Tra gli epigoni di quella stagione musicale vi sono gli emiliani Banda POPolare dell'Emilia Rossa, che esordiscono nel 2013 con "Rivoluzione permanente" e continuano nel 2016 con "Viva la lotta partigiana", due album che hanno perlopiù il valore della riscoperta storica di brani che hanno segnato un'epoca dai limiti temporali ben definiti. Formati da Francesca Parlati (tastiera e voce), Giuseppe Violante (batteria), Matteo Parlati (basso), Marco Pastorelli (percussioni), Valerio Chetta (piano e Hammond), Jean Pierre Cronod (violino), Massimo Caruso (chitarre) e Paolo Brini (voce), pur rimandando fin dal nome agli Area - International POPular Group, musicalmente non si discostano di molto, a differenza di questi ultimi, dal classico formato di canzone popolare, pur con lievi rivisitazioni rispetto ai brani originali.

Non Rock In Opposition, quindi, ma certamente un'opposizione ideologica rispetto all'idea trionfante di società consacrata al mercato, società che non riesce più nemmeno a immaginare un mondo diverso dall'esistente. I brani sono divisi tra cover e originali, da "Funerale di un lavoratore" di Maria Carta a "Odessa" dedicata alla dimenticata strage di Odessa del 2 maggio 2014, "Vieni fuori compagno" con i testi di Bertolt Brecht, "Il vestito di Rossini" di Paolo Pietrangeli, l'originale "La madre del partigiano" con i testi tratti da una poesia di Gianni Rodari, l'ironica descrizione della catena di montaggio di "Un pezzo un culo" e la storicissima "Fischia il vento".

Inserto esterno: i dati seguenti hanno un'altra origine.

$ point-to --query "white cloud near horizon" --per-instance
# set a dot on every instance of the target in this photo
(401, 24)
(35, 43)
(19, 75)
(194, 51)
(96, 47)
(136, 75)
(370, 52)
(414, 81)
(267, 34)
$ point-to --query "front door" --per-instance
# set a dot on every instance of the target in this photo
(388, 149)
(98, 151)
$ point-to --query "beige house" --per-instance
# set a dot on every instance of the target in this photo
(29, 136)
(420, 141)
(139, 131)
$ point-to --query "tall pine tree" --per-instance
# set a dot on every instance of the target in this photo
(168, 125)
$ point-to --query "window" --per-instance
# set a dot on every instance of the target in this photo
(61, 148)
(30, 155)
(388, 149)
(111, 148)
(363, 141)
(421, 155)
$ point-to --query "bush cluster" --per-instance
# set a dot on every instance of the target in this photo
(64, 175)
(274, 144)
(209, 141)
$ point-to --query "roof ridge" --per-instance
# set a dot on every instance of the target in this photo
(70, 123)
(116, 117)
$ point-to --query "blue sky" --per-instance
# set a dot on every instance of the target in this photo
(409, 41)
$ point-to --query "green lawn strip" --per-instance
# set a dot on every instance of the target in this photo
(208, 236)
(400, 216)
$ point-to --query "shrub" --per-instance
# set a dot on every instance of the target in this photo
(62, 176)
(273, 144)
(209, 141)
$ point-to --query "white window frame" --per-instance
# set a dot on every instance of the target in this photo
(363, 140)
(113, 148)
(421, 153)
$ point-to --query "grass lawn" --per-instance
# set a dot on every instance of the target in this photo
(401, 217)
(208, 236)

La vera domanda che si pone dopo l'ascolto è quanto possano essere attuali oggi un linguaggio e una forma-canzone che hanno ormai più di cinquant'anni di storia; se quest'album apra all'idea di una nuova società, costruisca spiragli tra i monologhi liberali degli "intellettuali" da salotti televisivi (sembrerebbe di sì in vari momenti, in particolare nella già citata "Odessa") o sia semplicemente riscoperta storica.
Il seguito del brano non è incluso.